The Citi-drafted legislation will benefit five of the largest banks in the country—Citigroup, JPMorgan Chase, Goldman Sachs, Bank of America, and Wells Fargo. These financial institutions control more than 90 percent of the $700 trillion derivatives market. If this measure becomes law, these banks will be able to use FDIC-insured money to bet on nearly anything they want. And if there’s another economic downturn, they can count on a taxpayer bailout of their derivatives trading business.Regulation is clearly inadequate to keep these banks honest and ensure that they serve the public interest. The world’s largest private banks have been caught in criminal acts that former bank fraud investigator Prof. William K. Black calls the greatest frauds in history. The litany of frauds involves more than a dozen felonies, including bid-rigging on municipal bond debt; colluding to rig interest rates on hundreds of trillions of dollars in mortgages, derivatives and other contracts; exposing investors to excessive risk; and engaging in multiple forms of mortgage fraud. According to US Attorney General Eric Holder, the guilty have gone unpunished because they are “too big to prosecute.” If they are too big to prosecute, they are too big to regulate.

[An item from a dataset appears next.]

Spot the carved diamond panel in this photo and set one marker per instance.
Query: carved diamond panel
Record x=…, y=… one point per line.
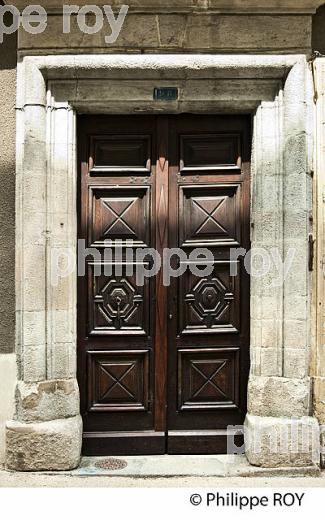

North Dakotans do not depend on Wall Street banks to decide the fate of their livelihoods and the future of their communities, and rely instead on locally owned banks and credit unions. With 89 small and mid-sized community banks and 38 credit unions, North Dakota has six times as many locally owned financial institutions per person as the rest of the nation. And these local banks and credit unions control a resounding 83 percent of deposits in the state — more than twice the 30 percent market share that small and mid-sized financial institutions have nationally.Their secret is the century-old Bank of North Dakota, the nation’s only state-owned depository bank, which partners with and supports the state’s local banks. In an April 2015 article titled “Is Dodd-Frank Killing Community Banks? The More Important Question is How to Save Them”, Matt Stannard writes:
Public banks offer unique benefits to community banks, including collateralization of deposits, protection from poaching of customers by big banks, the creation of more successful deals, and . . . regulatory compliance. The Bank of North Dakota, the nation’s only public bank, directly supports community banks and enables them to meet regulatory requirements such as asset to loan ratios and deposit to loan ratios. . . . [I]t keeps community banks solvent in other ways, lessening the impact of regulatory compliance on banks’ bottom lines.The BND has also been very profitable for the state and its citizens. Over the last 21 years, the BND has generated almost $1 billion in profit and returned nearly $400 million to the state’s general fund, where it is available to support education and other public services while reducing the tax burden on residents and businesses.
We know from FDIC data in 2009 that North Dakota had almost 16 banks per 100,000 people, the most in the country. A more important figure, however, is community banks’ loan averages per capita, which was $12,000 in North Dakota, compared to only $3,000 nationally. . . . During the last decade, banks in North Dakota with less than $1 billion in assets have averaged a stunning 434 percent more small business lending than the national average.